Differentiating $G(x)$ and applying the first inequality in (1.5) yields, for $x\ge 1$,

$$\begin{array}{rcl}{G}^{\prime }(x)& =& \psi (x+1)-\psi (x+\frac{1}{2})-\frac{1}{2x}\\ +\frac{315(256x^8-32x^6+16x^4-17x^2+31)}{x(80,640x^8-3,360x^6+1,008x^4-765x^2+1,085)}\\ >& -\frac{1}{8x^2}+\frac{1}{64x^4}-\frac{1}{128x^6}\\ +\frac{315(256x^8-32x^6+16x^4-17x^2+31)}{x(80,640x^8-3,360x^6+1,008x^4-765x^2+1,085)}\\ =& \frac{d(x)}{128x^6(80,640x^8-3,360x^6+1,008x^4-765x^2+1,085)}\end{array}$$

with

$$\begin{array}{rcl}d(x)& =& 9,062,160+113,121,510(x-1)+677,246,923{(x-1)}^2\\ +2,518,307,800{(x-1)}^3+6,417,427,702{(x-1)}^4\\ +11,782,991,328{(x-1)}^5+16,015,812,432{(x-1)}^6\\ +16,312,281,216{(x-1)}^7+12,448,132,032{(x-1)}^8\\ +7,028,152,320{(x-1)}^9+2,852,935,680{(x-1)}^{10}\\ +788,336,640{(x-1)}^{11}+132,894,720{(x-1)}^{12}+10,321,920{(x-1)}^{13}.\end{array}$$

Hence, $G^{\prime }(x)>0$ for $x\ge 1$, and therefore, the sequence ${(G(n))}_{n\in \mathbb{N}}$ is strictly increasing. This leads to

$$G(n)<\underset{n\to \mathrm{\infty }}{lim}G(n)=0(n\in \mathbb{N}),$$

which means that the second inequality in (2.21) is valid for $n\in \mathbb{N}$. The proof of Theorem 2.4 is complete. □

Remark 2.5 The following numerical computations (see Table 1) would show that, for $n\in \mathbb{N}\setminus \{1\}$, inequality (2.18) is sharper than inequality (2.6).
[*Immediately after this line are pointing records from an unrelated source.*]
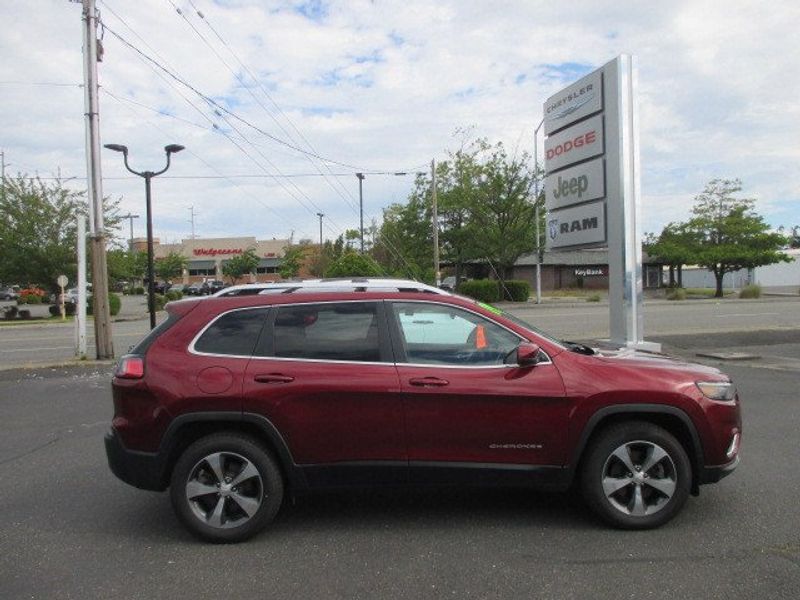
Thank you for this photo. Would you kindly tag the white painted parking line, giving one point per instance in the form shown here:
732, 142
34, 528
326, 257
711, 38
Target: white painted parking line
746, 315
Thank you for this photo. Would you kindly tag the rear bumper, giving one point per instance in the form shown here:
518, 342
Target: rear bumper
143, 470
715, 473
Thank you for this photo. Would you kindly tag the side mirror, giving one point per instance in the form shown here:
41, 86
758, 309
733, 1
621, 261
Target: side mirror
528, 354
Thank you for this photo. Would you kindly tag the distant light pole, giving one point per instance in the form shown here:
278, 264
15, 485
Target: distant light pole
536, 211
148, 175
361, 208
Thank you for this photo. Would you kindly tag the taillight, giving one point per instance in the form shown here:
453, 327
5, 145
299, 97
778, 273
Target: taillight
130, 367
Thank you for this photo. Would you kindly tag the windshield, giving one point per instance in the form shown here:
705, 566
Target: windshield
521, 322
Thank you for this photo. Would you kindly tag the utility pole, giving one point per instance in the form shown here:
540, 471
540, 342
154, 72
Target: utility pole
130, 218
102, 317
436, 272
536, 211
361, 208
191, 210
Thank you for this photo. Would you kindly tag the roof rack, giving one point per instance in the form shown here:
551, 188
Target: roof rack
355, 284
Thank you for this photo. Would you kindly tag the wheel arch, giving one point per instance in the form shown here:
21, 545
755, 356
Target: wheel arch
188, 428
670, 418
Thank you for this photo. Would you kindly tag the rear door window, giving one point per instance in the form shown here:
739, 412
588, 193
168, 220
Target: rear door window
234, 333
346, 331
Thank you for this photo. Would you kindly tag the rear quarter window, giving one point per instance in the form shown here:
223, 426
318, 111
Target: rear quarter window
234, 333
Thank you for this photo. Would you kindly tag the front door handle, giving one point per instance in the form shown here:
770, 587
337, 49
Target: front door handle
273, 378
428, 382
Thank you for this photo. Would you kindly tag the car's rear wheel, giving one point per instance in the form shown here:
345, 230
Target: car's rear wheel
226, 487
636, 475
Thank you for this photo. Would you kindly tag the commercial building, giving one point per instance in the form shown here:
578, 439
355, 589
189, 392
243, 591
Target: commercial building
205, 257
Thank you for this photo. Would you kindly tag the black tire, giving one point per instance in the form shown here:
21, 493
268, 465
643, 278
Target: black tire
636, 475
235, 484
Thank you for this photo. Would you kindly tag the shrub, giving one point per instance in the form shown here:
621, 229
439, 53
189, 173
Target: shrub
114, 304
677, 294
160, 300
483, 290
750, 291
516, 290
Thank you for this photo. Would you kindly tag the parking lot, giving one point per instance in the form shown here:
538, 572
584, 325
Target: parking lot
74, 531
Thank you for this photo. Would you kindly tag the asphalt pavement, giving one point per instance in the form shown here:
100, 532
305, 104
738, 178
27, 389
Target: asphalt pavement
71, 530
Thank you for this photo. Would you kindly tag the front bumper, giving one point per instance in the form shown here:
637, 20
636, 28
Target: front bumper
144, 470
717, 472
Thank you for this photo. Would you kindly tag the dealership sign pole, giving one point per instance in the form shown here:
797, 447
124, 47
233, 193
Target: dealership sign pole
592, 185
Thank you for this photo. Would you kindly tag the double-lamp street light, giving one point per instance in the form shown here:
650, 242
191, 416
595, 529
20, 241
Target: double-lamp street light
148, 175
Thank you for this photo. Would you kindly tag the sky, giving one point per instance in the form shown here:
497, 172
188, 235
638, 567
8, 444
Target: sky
261, 91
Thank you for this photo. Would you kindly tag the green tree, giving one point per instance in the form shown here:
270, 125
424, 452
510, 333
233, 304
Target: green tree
293, 257
38, 230
170, 267
241, 265
724, 234
352, 264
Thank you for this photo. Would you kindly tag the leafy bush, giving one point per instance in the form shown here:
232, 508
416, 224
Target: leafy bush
351, 264
160, 300
483, 290
114, 304
750, 291
677, 294
70, 309
516, 290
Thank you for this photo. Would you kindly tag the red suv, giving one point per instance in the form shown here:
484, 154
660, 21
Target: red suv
266, 390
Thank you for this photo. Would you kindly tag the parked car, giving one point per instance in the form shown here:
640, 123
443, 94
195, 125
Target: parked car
235, 402
8, 293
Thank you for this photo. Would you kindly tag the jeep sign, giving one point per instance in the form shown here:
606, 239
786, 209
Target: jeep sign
574, 185
577, 226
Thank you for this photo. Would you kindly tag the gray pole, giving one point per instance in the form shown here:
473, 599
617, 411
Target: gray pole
151, 284
130, 218
437, 275
361, 208
536, 211
102, 316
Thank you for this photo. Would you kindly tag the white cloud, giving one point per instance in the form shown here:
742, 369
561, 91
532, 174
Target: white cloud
385, 84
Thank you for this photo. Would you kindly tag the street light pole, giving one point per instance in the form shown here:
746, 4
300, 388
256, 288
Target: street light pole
148, 175
536, 211
320, 215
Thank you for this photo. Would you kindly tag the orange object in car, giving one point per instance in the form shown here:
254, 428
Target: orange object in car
480, 337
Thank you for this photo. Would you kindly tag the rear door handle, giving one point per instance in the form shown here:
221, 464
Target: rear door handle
428, 382
273, 378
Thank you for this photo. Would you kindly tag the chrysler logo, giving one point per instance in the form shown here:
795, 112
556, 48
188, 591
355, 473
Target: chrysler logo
571, 109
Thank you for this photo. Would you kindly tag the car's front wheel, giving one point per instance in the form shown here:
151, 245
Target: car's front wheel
226, 487
636, 475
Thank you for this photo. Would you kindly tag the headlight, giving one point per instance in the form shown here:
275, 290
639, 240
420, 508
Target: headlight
723, 391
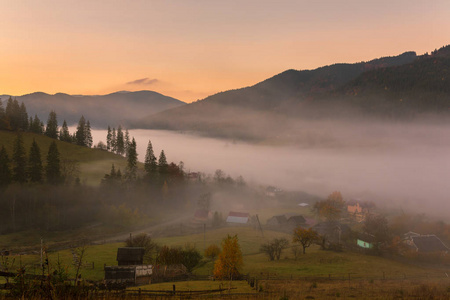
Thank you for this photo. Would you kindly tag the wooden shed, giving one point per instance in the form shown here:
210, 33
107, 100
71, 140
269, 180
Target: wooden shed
128, 256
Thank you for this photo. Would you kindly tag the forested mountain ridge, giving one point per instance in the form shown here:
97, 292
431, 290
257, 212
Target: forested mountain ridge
340, 90
119, 107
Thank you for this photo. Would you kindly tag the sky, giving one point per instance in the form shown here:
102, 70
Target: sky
189, 49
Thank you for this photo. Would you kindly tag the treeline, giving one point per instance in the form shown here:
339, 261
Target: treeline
15, 118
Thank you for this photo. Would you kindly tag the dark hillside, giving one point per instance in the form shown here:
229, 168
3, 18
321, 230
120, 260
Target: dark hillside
120, 107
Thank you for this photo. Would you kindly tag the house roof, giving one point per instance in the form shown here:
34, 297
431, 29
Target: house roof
201, 214
297, 220
429, 243
237, 217
365, 237
331, 228
130, 254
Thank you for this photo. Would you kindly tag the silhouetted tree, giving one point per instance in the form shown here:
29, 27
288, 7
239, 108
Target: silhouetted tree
23, 117
114, 141
120, 143
64, 134
36, 125
52, 169
80, 135
52, 126
35, 163
131, 161
88, 135
108, 139
13, 113
150, 164
4, 124
19, 161
127, 141
162, 163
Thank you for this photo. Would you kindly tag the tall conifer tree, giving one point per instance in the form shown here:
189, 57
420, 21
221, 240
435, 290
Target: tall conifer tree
5, 169
108, 139
52, 126
64, 134
88, 135
80, 135
52, 169
132, 161
19, 161
120, 143
150, 164
35, 163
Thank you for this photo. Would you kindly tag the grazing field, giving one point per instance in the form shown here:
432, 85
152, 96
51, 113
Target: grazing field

Table 1 Comparison between inequalities ( 2.6 ) and ( 2.18 )

By using Lemma 1.1, we find that

$${\delta }_n=\pi +O\left(\frac{1}{n^{11}}\right)\text{and}{\omega }_n=\pi +O\left(\frac{1}{n^9}\right),$$

which provide the higher-order estimates for the constant π.

Remark 2.6 Some calculations in this work were performed by using the Maple software for symbolic calculations.